Key Driver Analysis

Good manager takes control of the most important processes. Key Driver Analysis (KDA) scans the effect of sampled attributes on the key characteristic. It helps to identify attributes with the major effect and describes how the value of the key characteristic changes with the change of particular attributes.

Success – desire of all companies

Each of us wishes for success of our product/service and these already successful wish to get even bigger success. That’s why is important to know customers’ desires and needs and be able to affect them. Especially is good to know:

  • What affects customers’ satisfaction,
  • What the customer willingness to pay more for product depends on,
  • What is the key for sale increase.

What can Key Driver Analysis do?

  • Studies the effect of particular attributes on key characteristic.
  • Identifies attributes with significant effect on key characteristic (customer satisfaction, his willingness to pay more for a product etc.).
  • Describes power and orientation of the key characteristic relation to these attributes.
  • Predicts change of the key characteristic relating to expected change of particular attributes.
  • Recommends optimal way how to affect customer.
  • In case of the specific target groups describes relation to each group separately and recommends individual approach.

When to use Key Driver Analysis?

  • When the centre of interest is one key characteristic.
  • When there is selected several attributes that may but not need to affect the key characteristic.
  • When we wish to find the most effective way of affecting the key characteristic.

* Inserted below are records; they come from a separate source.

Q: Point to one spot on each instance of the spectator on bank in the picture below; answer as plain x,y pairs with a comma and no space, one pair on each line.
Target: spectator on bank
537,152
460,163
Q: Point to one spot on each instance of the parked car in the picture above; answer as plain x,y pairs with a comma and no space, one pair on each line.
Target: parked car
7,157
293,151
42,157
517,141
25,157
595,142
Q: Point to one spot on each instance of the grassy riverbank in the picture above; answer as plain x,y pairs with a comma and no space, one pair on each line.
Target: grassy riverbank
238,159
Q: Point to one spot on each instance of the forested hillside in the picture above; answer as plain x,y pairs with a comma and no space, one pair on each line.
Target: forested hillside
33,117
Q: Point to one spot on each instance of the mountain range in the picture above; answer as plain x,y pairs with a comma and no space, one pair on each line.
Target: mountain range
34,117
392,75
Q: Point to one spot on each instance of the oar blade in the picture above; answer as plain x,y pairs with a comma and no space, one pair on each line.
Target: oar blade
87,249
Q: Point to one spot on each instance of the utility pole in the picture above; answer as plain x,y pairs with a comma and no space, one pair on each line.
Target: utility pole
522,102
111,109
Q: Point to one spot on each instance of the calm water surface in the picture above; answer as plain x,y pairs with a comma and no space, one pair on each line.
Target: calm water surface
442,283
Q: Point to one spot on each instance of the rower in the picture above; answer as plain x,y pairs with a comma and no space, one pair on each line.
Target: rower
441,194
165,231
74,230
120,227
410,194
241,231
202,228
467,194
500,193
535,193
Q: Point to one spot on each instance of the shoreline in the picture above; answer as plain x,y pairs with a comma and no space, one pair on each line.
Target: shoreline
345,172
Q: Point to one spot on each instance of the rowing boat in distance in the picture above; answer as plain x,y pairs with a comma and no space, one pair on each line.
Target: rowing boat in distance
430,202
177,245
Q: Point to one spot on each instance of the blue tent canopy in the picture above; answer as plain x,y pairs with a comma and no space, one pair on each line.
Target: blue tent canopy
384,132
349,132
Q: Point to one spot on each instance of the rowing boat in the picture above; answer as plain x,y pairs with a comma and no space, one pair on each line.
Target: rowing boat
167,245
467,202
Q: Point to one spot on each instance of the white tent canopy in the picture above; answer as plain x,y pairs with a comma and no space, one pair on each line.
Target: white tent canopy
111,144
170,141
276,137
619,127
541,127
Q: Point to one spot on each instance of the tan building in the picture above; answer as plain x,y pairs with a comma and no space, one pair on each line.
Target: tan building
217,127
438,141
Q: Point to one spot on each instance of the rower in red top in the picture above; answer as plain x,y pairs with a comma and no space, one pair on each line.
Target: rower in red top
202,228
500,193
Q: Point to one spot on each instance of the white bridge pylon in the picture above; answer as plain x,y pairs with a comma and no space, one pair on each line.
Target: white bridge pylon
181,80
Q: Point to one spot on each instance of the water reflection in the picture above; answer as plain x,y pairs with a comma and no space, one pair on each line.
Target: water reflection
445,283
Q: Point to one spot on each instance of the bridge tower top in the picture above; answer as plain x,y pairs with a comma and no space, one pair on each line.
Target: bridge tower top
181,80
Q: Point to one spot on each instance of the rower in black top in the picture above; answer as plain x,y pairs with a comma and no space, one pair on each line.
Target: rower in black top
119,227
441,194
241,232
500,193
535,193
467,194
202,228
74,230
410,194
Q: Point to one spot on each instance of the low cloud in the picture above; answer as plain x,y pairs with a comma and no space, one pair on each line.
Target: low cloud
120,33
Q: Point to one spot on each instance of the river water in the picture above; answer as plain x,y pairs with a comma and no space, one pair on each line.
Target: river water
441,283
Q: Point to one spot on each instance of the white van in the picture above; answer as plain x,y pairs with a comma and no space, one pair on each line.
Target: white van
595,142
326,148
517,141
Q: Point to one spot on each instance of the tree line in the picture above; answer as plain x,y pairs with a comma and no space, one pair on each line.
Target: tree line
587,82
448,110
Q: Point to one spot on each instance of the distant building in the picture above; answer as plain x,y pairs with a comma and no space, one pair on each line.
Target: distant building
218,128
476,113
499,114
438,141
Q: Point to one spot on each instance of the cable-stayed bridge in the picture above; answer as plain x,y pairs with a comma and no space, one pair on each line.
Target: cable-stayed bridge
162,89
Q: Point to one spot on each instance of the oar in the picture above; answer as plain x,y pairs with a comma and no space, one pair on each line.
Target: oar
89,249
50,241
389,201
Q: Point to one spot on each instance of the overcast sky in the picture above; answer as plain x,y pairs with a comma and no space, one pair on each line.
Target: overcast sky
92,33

Why just Key Driver Analysis?

  • Looks at current effect of all attributes, not only the effect of separated ones.
  • Identifies what key characteristic change is caused by the change of particular attributes.
  • Well-arranged and easily understandable chart is the output.

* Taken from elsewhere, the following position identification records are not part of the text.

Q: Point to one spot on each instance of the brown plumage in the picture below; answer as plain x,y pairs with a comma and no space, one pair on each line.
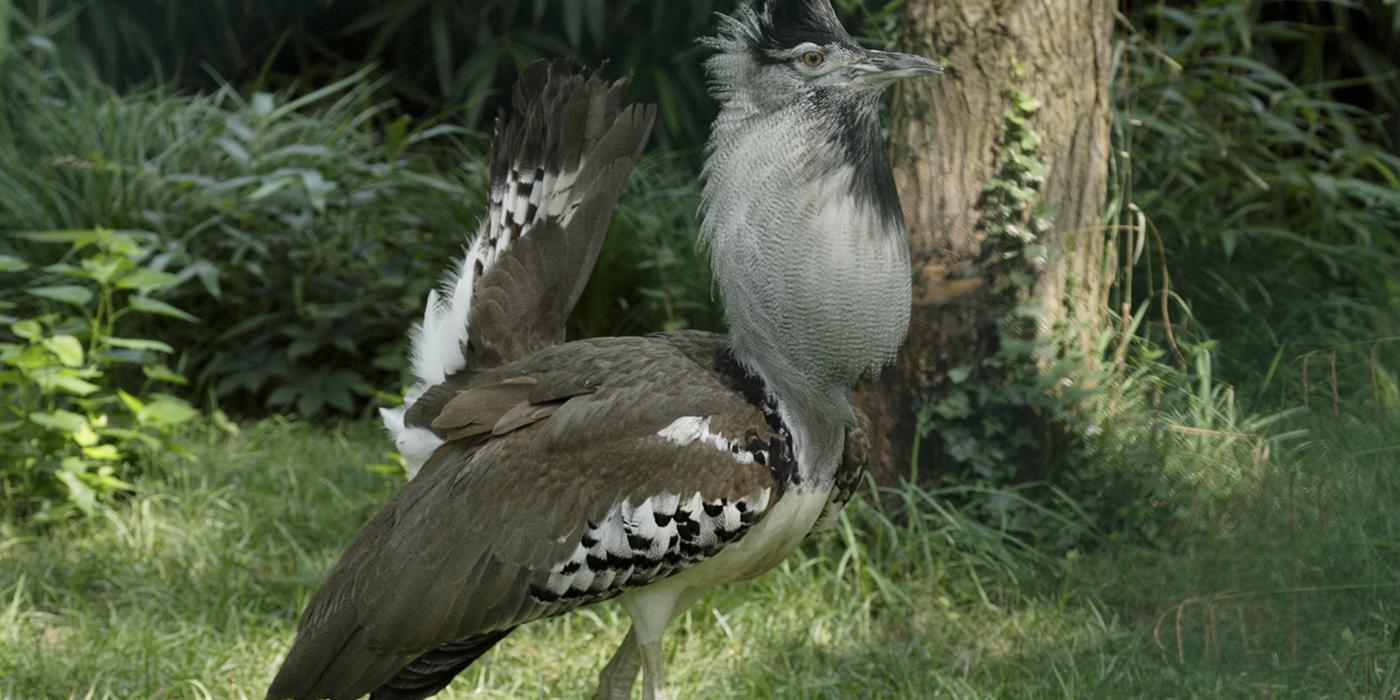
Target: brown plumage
466,548
556,483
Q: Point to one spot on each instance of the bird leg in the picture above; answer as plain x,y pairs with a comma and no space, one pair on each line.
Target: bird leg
620,672
654,671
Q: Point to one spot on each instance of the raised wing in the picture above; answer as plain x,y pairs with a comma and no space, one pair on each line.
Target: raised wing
567,478
559,161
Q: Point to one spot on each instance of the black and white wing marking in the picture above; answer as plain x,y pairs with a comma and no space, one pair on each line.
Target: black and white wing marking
559,161
573,476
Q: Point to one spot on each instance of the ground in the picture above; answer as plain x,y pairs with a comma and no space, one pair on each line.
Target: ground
1287,587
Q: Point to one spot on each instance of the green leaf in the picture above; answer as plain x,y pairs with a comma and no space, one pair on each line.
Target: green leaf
67,349
105,452
80,493
164,374
66,382
86,436
160,308
27,329
167,410
137,343
65,420
132,402
11,263
146,280
65,293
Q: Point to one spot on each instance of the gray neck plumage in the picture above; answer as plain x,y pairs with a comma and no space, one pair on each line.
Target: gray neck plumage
809,255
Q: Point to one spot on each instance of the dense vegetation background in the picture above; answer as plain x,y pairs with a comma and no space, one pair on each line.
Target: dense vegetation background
217,220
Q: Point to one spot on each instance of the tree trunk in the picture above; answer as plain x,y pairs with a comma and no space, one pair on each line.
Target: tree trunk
949,147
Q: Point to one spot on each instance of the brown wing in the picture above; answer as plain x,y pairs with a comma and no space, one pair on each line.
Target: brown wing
571,476
557,165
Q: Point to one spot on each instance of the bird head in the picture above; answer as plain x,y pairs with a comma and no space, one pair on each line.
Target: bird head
795,49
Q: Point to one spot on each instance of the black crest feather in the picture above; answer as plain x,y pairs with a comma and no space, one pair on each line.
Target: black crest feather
788,23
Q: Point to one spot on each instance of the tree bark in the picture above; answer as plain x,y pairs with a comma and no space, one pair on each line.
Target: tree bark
947,146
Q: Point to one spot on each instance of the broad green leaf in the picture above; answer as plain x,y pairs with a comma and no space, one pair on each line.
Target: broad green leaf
27,329
102,268
84,436
80,493
11,263
132,402
67,349
69,384
160,308
65,293
65,420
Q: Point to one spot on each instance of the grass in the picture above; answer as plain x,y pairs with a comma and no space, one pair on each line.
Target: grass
1287,584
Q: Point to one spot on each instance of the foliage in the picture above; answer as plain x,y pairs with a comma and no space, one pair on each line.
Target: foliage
311,227
310,234
1264,193
70,434
1281,585
443,55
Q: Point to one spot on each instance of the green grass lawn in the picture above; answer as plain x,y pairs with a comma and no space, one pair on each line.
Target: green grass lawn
1287,584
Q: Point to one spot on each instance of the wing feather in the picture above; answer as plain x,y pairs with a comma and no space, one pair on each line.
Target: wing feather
571,501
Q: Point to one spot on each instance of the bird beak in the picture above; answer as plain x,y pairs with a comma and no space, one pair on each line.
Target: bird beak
882,66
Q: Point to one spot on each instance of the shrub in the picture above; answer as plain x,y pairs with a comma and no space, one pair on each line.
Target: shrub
67,433
307,227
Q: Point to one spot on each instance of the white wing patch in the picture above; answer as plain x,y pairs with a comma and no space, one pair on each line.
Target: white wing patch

What does the output look like?

Graphic output

  • Well-arranged chart demonstrating strength and orientation of relation to particular attributes.
  • Power of relation is demonstrated in percents.
  • Orientation of dependence says if the dependence is:
    • positive: attribute value increase causes the key characteristic increase (e.g.: Willingness to pay more for a product increase with growing age.).
    • negative: attribute value increase causes the key characteristic decrease (e.g.: Willingness to pay more for a product decrease with growing age.).

Mathematical model

  • Describes relation more precisely
  • Predicts how much the key characteristic changes if we change values of particular attributes

Key Driver Analysis helps to better understand to customer’s desires and needs and enables to meet customer’s wishes.